Using Flux.jl, I would like to build Feed-Forward Neural Network, but with shortcut connections like those found in ResNet. What would be the best way to do this?

I know that something like `Chain(Dense(10, 5, relu), Dense(5, 4, relu), Dense(4, 2, relu))`

would give me feed-forward NN, but how can I incorporate shortcut connections into that?

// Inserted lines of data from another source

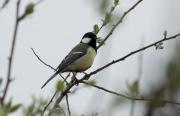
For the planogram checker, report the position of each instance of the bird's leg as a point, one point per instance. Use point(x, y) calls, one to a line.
point(86, 75)
point(74, 79)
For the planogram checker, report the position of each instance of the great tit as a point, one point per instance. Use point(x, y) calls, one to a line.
point(80, 58)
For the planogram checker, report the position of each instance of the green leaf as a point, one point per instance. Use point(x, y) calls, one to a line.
point(29, 8)
point(15, 107)
point(60, 86)
point(96, 28)
point(116, 2)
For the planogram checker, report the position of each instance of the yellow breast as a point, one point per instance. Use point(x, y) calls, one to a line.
point(84, 62)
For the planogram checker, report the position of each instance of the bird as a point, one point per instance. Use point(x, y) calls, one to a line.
point(80, 58)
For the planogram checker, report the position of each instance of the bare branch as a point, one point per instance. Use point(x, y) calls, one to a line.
point(11, 52)
point(87, 76)
point(45, 108)
point(129, 97)
point(131, 53)
point(48, 65)
point(67, 102)
point(120, 21)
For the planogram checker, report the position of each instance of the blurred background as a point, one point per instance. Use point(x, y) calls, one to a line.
point(56, 26)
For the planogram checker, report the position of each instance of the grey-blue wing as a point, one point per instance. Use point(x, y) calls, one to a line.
point(70, 58)
point(77, 52)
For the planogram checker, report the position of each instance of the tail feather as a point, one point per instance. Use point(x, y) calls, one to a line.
point(56, 73)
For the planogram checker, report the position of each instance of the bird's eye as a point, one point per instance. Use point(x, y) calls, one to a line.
point(86, 40)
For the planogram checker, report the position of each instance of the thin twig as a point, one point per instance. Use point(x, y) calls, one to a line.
point(87, 76)
point(129, 97)
point(38, 2)
point(67, 102)
point(8, 78)
point(45, 108)
point(120, 21)
point(47, 65)
point(131, 53)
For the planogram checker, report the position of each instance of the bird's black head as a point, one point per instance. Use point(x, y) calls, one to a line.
point(89, 38)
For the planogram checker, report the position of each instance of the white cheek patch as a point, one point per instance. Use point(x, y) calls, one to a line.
point(86, 40)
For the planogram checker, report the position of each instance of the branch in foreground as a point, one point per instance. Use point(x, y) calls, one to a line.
point(47, 65)
point(120, 21)
point(129, 97)
point(11, 53)
point(45, 108)
point(67, 102)
point(132, 53)
point(67, 89)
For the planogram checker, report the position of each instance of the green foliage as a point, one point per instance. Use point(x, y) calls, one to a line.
point(8, 108)
point(35, 108)
point(116, 2)
point(60, 85)
point(57, 111)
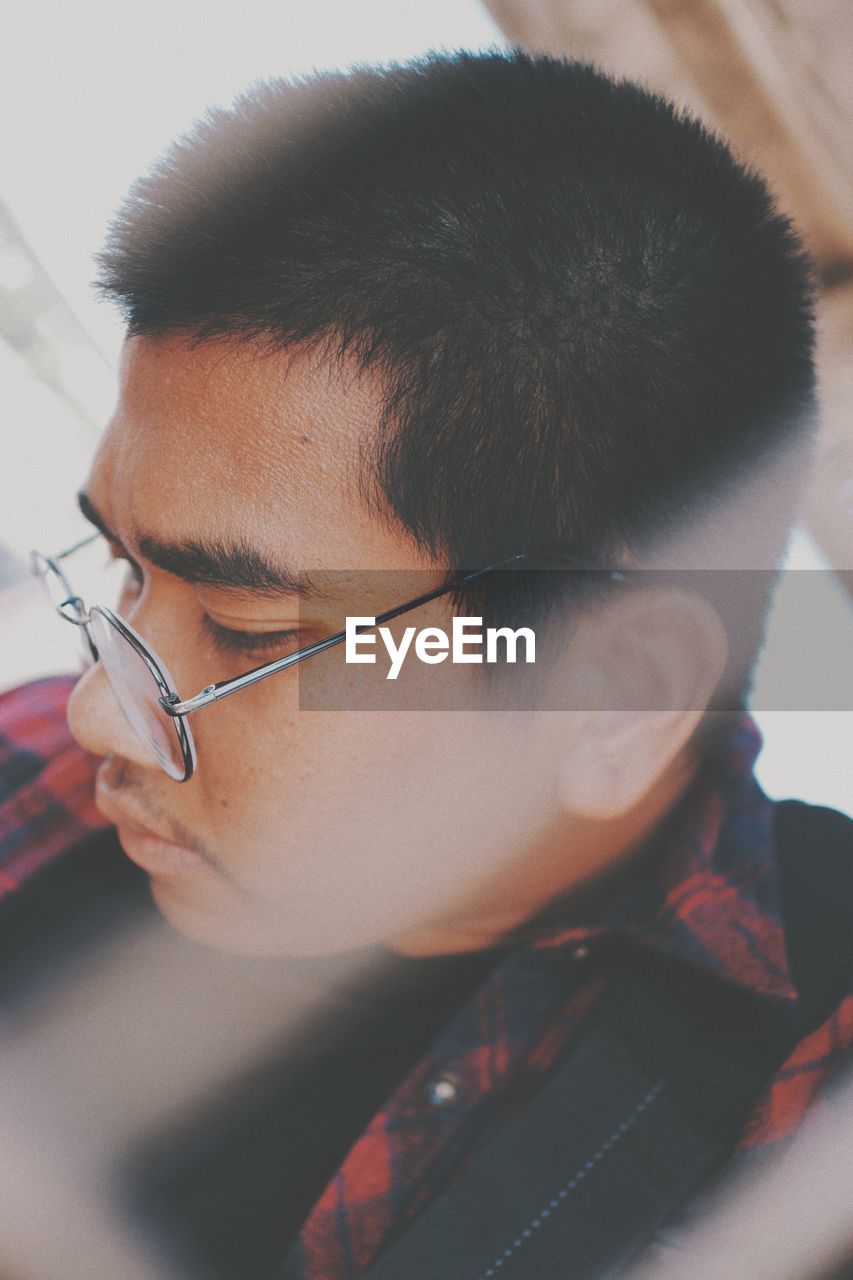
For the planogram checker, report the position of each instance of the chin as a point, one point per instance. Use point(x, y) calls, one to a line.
point(236, 929)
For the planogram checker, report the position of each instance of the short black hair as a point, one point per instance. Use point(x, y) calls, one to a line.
point(587, 316)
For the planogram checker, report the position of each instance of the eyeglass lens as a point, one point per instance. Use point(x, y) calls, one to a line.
point(137, 694)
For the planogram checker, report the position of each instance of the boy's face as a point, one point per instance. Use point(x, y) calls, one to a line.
point(301, 831)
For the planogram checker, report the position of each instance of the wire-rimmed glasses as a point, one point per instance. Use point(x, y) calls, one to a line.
point(141, 682)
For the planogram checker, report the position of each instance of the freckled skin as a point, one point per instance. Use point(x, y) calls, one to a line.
point(324, 830)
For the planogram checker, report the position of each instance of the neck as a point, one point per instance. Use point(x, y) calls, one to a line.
point(568, 859)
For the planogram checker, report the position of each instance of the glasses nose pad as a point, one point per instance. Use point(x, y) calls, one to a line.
point(74, 611)
point(90, 648)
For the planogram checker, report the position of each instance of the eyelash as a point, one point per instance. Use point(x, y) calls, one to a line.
point(223, 639)
point(247, 643)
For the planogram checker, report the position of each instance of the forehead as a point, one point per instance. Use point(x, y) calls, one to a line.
point(227, 439)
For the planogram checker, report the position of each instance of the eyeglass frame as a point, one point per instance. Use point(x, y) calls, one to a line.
point(73, 609)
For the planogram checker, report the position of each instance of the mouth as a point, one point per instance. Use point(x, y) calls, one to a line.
point(146, 848)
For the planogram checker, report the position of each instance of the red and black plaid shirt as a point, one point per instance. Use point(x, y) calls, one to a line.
point(712, 900)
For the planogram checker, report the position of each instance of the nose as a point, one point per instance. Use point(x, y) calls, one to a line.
point(97, 722)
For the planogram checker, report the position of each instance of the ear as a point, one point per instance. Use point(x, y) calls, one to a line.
point(653, 657)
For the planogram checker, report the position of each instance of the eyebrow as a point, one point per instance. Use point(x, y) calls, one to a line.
point(219, 563)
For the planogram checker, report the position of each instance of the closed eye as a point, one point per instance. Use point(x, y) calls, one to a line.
point(249, 643)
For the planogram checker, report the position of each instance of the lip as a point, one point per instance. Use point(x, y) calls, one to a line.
point(153, 853)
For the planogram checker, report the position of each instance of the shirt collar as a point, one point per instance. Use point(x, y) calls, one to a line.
point(706, 888)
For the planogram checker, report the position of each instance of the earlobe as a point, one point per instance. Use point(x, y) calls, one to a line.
point(657, 657)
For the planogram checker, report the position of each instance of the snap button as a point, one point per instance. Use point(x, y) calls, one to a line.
point(443, 1089)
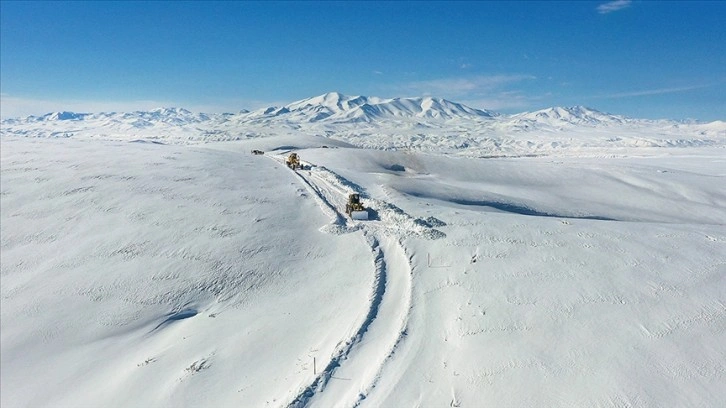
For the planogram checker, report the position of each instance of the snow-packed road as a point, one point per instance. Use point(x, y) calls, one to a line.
point(357, 364)
point(206, 275)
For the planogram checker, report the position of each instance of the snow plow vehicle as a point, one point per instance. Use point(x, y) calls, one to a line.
point(293, 161)
point(354, 208)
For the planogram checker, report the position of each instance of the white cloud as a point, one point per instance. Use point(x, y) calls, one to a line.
point(464, 85)
point(492, 92)
point(659, 91)
point(15, 106)
point(611, 6)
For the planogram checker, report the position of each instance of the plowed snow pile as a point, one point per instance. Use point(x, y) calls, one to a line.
point(143, 274)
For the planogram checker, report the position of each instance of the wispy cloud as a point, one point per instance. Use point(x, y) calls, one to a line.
point(17, 106)
point(483, 91)
point(464, 85)
point(647, 92)
point(611, 6)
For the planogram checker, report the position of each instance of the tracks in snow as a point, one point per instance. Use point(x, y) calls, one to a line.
point(355, 366)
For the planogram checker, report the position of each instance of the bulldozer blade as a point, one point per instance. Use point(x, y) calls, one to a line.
point(359, 215)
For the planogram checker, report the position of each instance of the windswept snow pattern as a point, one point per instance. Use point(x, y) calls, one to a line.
point(564, 257)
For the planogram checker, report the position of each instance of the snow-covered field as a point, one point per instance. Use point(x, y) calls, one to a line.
point(141, 273)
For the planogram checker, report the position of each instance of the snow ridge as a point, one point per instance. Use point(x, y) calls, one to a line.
point(423, 123)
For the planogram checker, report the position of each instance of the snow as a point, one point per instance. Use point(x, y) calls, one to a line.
point(156, 266)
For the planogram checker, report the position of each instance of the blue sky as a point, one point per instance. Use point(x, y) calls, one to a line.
point(641, 59)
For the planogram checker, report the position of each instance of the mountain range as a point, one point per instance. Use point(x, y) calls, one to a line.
point(422, 122)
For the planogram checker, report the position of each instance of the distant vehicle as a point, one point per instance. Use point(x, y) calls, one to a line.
point(354, 208)
point(293, 161)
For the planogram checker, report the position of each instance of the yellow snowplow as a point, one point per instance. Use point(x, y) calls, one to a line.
point(354, 208)
point(293, 161)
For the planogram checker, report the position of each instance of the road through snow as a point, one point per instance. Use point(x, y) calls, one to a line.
point(353, 371)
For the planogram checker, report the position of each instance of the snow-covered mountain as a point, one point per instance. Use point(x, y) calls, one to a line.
point(423, 123)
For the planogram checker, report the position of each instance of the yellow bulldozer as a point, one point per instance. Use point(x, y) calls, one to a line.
point(293, 161)
point(354, 208)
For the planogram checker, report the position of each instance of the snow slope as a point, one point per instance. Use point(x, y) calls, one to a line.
point(562, 258)
point(421, 124)
point(145, 274)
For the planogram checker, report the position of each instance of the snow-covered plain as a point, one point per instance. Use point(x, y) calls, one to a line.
point(585, 268)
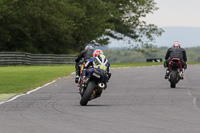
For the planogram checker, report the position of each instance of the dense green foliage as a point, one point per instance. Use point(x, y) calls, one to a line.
point(66, 26)
point(125, 55)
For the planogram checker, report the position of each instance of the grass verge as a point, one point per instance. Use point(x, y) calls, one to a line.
point(20, 79)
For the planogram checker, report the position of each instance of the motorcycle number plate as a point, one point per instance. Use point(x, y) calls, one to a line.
point(94, 74)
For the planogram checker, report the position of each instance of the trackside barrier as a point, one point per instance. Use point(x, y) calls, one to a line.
point(154, 60)
point(22, 58)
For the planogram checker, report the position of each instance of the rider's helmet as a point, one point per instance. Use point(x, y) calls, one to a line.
point(88, 47)
point(97, 52)
point(100, 62)
point(176, 45)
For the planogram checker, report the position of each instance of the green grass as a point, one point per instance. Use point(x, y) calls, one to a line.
point(20, 79)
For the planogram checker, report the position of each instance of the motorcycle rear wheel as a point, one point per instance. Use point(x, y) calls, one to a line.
point(87, 94)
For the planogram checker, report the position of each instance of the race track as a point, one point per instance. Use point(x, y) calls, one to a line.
point(137, 100)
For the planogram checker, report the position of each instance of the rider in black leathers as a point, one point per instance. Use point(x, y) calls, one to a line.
point(175, 52)
point(85, 55)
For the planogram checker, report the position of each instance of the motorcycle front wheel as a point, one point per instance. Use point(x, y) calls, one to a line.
point(87, 94)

# Best way to implement shortcut connections for feed-forward neural networks in Flux.jl

**Azamat**#1

**vvjn**#2

I’m more familiar with Knet but I’ll give this a shot. If you look at the docs (http://fluxml.ai/Flux.jl/stable/models/basics.html), you will see that you can define your own prediction and loss functions like so

```
W = param(rand(2, 5))
b = param(rand(2))
predict(x) = W*x .+ b
loss(x, y) = sum((predict(x) .- y).^2)
```

You can use `vcat`

in Knet and it looks like you can use it in Flux too. Note that I have not verified whether the gradients are correct when using `vcat`

in Flux.

```
W1 = param(rand(2, 5))
b1 = param(rand(2))
W2 = param(rand(2, 7))
b2 = param(rand(2))
predict(x) = W2 * vcat(W1*x .+ b1, x) .+ b2
loss(x, y) = sum((predict(x) .- y).^2)
x, y = rand(5), rand(2)
l = loss(x,y)
Flux.back!(l)
W1.grad
b1.grad
W2.grad
b2.grad
```

You can think of a layer like `layer1 = Dense(5,2,σ)`

and `layer2 = Dense(7,2,σ)`

as functions and define predict similarly using `vcat`

:

```
predict(x) = layer2(vcat(layer1(x), x))
```

**Evizero**#3

I feel like there are two partial questions here. One is about hooking into this `Chain`

, `Dense`

syntax, and the other is about resnet skip connections

I am going to naively sketch two types of skip connections, which I will call `IdentitySkip`

and `CatSkip`

. The first is based on the later resnet variation sometimes referred to as the pre-activation version (see https://arxiv.org/abs/1603.05027). The later is the based on concatenation, similar how Dense Conv Nets do it (https://arxiv.org/abs/1608.06993) and @vvjn sketched. My examples use simple feature matrices instead of higher dimensional arrays, but I hope you get the idea.

(Note that I don’t use Flux much, so take this with a grain of salt. It seems to work though)

```
julia> using Flux
julia> struct IdentitySkip
inner
end
julia> struct CatSkip
inner
end
julia> (m::IdentitySkip)(x) = m.inner(x) .+ x
julia> (m::CatSkip)(x) = vcat(m.inner(x), x)
julia> m = Chain(Dense(2,3), IdentitySkip(Dense(3, 3)), Dense(3,4))
Chain(Dense(2, 3), IdentitySkip(Dense(3, 3)), Dense(3, 4))
julia> m(rand(2,5))
Tracked 4×5 Array{Float64,2}:
0.806883 -0.0375264 0.139005 0.441874 0.0202739
-0.447715 0.549833 0.349582 -0.0181219 0.0610884
-0.474843 0.299503 0.141969 -0.140966 0.0260037
-0.0398341 0.400103 0.314375 0.149121 0.0534565
```

**improbable22**#4

One step to add here is to tell Flux where to find the parameters inside these types:

```
julia> Flux.params(m) |> length
4
julia> Flux.treelike(IdentitySkip)
julia> Flux.params(m) |> length
6
```

**osofr**#5

@Evizero, the `IdentitySkip`

will work for skipping the most recent transformation, k=1. Do you think it might be possible to modify this struct to allow skipping for some k layers past, where k>1?

**Evizero**#6

There shouldn’t be anything special about just having one inner operation. Without testing it myself, I am guessing it should probably just work fine if you write `IdentitySkip(Chain(Dense(3,3),Dense(3,3)))`

. Alternatively, add more member variables or replace it with a vector/tuple of inner operations.